Das Jagdverhalten der Orcas an der Pazifikküste Mexikos ist ein weiteres Beispiel für die hohe Intelligenz der Tiere. Sie wissen genau, dass der Walhai am Bauch weniger Muskeln und Knorpel hat und der Bereich weniger geschützt ist. Anschließend beißen sich die Tiere durch die Haut des jungen Walhais, um seine begehrten Organe wie etwa die fettreiche Leber herauszuziehen und zu fressen.
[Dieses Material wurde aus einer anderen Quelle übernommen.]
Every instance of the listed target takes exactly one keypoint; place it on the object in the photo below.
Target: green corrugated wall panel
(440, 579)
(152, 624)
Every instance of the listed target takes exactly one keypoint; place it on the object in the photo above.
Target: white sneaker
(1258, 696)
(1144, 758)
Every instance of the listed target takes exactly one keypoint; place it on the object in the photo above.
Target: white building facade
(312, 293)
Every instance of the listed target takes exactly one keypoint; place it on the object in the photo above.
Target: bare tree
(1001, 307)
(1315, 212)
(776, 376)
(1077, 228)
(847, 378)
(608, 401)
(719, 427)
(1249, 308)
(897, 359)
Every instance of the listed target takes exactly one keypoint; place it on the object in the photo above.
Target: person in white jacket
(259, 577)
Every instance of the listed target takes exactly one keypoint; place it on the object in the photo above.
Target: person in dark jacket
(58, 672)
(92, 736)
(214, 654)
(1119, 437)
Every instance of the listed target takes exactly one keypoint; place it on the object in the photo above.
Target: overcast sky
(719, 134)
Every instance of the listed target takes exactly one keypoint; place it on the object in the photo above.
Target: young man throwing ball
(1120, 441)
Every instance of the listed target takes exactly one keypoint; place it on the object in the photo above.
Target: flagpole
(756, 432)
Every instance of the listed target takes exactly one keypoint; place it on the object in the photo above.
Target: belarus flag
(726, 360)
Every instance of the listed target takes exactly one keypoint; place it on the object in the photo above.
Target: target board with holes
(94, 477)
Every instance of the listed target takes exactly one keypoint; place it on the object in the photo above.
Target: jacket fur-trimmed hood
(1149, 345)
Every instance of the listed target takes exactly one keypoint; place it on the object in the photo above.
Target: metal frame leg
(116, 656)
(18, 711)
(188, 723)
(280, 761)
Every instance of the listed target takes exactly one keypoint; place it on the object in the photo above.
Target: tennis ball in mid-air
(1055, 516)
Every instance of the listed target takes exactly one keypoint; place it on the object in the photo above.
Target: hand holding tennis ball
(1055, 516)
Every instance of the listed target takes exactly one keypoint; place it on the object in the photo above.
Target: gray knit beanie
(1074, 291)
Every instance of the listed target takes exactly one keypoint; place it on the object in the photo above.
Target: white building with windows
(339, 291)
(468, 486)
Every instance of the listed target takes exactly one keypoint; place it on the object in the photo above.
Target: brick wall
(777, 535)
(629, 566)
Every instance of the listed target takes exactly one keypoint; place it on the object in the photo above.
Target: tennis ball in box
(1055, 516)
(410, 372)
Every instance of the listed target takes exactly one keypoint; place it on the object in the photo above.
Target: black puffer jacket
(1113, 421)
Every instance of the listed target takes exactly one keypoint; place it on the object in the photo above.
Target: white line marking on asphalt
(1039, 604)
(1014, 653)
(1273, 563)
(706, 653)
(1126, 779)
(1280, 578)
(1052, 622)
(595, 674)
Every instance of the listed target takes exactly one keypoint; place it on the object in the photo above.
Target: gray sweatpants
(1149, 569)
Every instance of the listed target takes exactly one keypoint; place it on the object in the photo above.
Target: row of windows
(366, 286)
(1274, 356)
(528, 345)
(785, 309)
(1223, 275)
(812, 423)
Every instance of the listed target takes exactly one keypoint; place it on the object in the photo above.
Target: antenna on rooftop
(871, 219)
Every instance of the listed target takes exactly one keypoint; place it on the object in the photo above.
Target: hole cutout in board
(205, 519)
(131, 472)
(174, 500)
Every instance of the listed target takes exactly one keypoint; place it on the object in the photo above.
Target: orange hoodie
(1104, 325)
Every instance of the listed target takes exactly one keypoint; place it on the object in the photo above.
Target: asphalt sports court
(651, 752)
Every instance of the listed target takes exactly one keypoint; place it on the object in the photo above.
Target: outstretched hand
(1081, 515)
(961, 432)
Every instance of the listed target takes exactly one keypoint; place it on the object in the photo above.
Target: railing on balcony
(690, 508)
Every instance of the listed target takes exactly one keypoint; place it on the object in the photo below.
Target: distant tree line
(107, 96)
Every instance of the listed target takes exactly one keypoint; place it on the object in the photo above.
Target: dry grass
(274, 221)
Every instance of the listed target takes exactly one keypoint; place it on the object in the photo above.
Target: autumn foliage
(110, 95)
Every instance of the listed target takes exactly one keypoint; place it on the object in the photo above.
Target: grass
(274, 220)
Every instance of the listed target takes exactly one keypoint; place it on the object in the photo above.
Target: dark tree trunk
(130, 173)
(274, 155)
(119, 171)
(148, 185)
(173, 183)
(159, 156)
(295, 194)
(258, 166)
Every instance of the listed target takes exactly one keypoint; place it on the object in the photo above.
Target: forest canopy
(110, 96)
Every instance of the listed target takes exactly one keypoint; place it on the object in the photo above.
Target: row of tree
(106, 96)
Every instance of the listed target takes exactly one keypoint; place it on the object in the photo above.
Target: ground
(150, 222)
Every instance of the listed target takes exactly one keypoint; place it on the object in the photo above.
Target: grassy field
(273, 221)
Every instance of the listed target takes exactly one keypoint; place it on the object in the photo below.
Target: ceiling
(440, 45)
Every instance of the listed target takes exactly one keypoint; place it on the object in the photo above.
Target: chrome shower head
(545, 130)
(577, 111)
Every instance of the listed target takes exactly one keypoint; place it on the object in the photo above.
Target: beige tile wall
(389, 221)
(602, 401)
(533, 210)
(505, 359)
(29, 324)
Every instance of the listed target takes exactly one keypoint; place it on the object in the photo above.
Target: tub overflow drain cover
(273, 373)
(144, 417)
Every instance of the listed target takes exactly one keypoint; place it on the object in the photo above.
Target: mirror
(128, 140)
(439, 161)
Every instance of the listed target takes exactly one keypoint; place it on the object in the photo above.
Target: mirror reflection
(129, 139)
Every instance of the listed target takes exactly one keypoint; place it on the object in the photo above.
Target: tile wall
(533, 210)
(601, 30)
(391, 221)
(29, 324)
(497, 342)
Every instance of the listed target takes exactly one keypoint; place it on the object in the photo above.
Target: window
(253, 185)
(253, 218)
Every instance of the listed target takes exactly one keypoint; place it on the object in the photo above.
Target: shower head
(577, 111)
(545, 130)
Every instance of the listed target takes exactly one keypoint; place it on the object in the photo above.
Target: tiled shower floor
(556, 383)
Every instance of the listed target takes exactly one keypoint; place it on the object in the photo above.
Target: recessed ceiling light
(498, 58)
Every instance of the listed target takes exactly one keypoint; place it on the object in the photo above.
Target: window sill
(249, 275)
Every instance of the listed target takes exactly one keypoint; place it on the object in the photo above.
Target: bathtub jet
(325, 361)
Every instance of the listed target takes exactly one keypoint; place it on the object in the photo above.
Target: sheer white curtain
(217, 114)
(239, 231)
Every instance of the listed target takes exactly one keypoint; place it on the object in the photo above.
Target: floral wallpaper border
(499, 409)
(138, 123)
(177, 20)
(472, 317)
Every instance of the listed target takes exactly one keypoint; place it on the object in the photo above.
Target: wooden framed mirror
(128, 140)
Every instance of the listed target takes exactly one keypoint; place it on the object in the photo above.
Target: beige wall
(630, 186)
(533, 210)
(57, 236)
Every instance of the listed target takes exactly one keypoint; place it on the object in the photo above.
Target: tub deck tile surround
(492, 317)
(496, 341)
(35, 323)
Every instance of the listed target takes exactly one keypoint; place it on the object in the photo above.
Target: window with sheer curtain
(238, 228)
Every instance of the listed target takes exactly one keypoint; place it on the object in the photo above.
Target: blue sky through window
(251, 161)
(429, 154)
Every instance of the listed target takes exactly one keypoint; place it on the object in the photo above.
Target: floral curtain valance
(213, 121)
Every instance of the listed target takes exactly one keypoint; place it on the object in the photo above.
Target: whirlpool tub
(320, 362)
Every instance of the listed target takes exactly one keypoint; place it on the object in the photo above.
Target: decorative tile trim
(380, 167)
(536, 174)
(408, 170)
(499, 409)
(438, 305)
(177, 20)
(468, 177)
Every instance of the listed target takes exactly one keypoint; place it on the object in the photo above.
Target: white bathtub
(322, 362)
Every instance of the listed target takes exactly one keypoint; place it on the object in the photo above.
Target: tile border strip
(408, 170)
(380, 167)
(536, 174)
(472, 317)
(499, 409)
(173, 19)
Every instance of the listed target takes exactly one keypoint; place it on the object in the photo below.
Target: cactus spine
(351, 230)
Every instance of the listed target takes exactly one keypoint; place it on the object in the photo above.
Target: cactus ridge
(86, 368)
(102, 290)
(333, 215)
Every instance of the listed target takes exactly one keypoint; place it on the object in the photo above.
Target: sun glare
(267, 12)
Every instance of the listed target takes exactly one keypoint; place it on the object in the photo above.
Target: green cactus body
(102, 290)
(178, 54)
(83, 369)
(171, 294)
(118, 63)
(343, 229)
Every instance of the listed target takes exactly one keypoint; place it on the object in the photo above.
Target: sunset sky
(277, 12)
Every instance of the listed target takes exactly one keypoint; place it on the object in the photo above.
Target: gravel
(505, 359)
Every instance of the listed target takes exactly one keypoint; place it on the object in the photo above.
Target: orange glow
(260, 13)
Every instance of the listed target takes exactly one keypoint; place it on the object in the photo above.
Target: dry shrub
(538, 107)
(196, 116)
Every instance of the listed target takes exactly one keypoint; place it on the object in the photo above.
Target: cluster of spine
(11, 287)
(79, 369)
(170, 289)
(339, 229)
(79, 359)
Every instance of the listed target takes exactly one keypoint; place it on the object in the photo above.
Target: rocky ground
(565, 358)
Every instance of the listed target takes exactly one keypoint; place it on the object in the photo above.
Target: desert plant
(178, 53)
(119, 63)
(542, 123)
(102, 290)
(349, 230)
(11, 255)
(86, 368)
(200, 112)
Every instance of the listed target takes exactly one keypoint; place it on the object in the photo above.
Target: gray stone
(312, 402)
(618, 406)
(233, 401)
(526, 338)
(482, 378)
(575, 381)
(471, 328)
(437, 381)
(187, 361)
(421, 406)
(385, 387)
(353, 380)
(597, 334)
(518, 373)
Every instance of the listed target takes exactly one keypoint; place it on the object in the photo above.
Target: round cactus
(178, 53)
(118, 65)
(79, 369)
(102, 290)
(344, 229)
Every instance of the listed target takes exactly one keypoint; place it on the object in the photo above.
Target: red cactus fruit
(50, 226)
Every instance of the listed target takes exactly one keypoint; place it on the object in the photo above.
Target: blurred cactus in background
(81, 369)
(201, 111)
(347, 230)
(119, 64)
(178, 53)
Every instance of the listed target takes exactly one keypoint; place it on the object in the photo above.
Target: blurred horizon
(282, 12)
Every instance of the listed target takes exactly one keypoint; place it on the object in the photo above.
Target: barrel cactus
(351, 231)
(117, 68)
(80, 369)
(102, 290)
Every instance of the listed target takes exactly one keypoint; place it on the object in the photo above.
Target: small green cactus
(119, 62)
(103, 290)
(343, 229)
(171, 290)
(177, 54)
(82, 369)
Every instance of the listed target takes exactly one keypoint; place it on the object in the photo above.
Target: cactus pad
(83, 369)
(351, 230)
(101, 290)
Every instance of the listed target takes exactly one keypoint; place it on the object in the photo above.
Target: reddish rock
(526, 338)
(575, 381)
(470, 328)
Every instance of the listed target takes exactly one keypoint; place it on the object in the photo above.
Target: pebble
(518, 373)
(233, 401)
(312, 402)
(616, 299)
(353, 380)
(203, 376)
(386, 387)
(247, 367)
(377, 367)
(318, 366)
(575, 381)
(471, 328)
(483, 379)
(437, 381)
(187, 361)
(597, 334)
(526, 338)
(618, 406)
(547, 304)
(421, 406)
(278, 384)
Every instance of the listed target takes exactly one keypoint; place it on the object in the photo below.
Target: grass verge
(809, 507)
Orcas arbeiten strategisch zusammen
Möglicherweise habe sich die Orca-Gruppe darauf spezialisiert, Jagd auf Walhaie zu machen, folgern die Forschenden. Sie untersuchten vier Attacken in den Jahren 2018 bis 2024 in verschiedenen Gegenden des Golfs von Kalifornien. Anhand von Rückenflossen und Narben konnten sie einzelne Tiere identifizieren. Demnach war ein bestimmter Orca, der nach dem Azteken-Herrscher Moctezuma benannt wurde, an drei der vier Attacken beteiligt. Es sei sehr beeindruckend, wie strategisch die Orcas zusammenarbeiteten, sagt Higuera Rivas. „Das zeigt, was für großartige Raubtiere sie sind.“
Eigentlich stehen nämlich weitaus kleinere Tiere auf dem Speiseplan der Schwertwale. Thunfische, Robben und Schildkröten sind die bevorzugte Beute der Meeresräuber.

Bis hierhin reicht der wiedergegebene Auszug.